Jackson wasn’t able to play many national tournaments, but still caught Potter’s eye in local events. She focused her energy on earning enough academic and need-based scholarships to realize her dream, and knows she made the right decision.
“Mic was exactly what I needed in a coach – he teaches you how to be an independent player and how to want it yourself,” she said.
But as lucky as Jackson knows she was to find a college that fit her personality, she knows it’s not that way for every junior player. Through her work with NCSA, she’s seen the questions that don’t get asked, the mistakes that are made and the details that parents and players don’t realize until it’s too late.

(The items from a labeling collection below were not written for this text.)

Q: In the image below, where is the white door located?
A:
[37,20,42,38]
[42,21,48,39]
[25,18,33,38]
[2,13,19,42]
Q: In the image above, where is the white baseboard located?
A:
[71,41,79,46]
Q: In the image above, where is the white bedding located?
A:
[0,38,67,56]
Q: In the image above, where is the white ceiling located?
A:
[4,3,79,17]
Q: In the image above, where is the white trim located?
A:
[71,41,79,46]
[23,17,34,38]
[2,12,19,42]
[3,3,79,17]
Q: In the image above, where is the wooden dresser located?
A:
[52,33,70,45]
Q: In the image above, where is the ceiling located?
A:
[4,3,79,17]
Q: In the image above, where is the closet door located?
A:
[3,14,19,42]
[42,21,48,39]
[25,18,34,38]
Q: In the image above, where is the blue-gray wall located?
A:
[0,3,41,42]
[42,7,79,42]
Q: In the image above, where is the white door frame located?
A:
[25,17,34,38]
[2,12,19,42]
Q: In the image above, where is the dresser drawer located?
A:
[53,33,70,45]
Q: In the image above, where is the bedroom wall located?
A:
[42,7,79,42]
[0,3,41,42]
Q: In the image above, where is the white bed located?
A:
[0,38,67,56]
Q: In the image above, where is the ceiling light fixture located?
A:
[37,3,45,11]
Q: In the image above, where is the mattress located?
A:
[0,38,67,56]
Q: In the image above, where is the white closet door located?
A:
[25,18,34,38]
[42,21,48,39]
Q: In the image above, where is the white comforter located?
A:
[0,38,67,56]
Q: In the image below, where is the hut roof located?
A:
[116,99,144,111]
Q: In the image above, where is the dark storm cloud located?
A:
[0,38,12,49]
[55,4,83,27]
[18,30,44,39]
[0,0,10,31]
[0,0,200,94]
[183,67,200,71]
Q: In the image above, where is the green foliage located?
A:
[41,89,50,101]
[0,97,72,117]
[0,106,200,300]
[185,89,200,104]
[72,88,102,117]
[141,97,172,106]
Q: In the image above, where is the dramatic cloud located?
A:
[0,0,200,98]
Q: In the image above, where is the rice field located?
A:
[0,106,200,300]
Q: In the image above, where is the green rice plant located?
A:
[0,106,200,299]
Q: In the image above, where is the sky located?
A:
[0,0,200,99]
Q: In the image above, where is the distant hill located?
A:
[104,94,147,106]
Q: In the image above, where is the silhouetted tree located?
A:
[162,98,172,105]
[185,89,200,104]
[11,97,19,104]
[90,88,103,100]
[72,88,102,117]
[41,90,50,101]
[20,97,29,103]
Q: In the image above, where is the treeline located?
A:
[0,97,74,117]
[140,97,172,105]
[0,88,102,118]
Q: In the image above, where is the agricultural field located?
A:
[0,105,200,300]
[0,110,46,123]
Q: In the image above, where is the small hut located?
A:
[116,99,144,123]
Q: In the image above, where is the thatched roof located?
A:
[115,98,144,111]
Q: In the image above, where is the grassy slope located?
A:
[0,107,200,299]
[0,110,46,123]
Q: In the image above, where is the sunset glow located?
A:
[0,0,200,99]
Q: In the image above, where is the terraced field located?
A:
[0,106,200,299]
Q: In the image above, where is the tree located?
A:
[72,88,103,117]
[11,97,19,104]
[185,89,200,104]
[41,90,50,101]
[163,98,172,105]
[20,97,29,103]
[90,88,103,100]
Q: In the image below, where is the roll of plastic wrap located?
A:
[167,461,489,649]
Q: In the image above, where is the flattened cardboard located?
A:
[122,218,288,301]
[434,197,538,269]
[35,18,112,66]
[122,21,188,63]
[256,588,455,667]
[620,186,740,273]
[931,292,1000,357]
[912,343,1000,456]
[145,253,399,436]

Jackson, who is only about four months into working on her own, hopes to eventually work with as many as 30 or 40 players in each graduating class. She calls her program more hands on and informational, and because of her unique experience as a top-tier player, works mostly with female players to shepherd them through what can be a drawn-out and difficult selection process.
So far, Jackson is her own boss and works alone. If the operation grows as she hopes, more staff members could be necessary in the future. For the immediate future, Jackson’s main focus will be helping prepare the next generation of collegiate golfers. But that doesn’t mean her own career couldn’t eventually come back to life.
“I know I have the game for it – I continue to see that with my swing and my actual game,” Jackson said of playing professionally. “I just never had the head for it.
“I wonder now that my life, my mentality, my work ethic has changed so much, I wonder what would happen if I went back out there.”
It's too early to tell if Jackson’s newest venture will form her next life in golf, or if it will become just a supplement to her own playing career.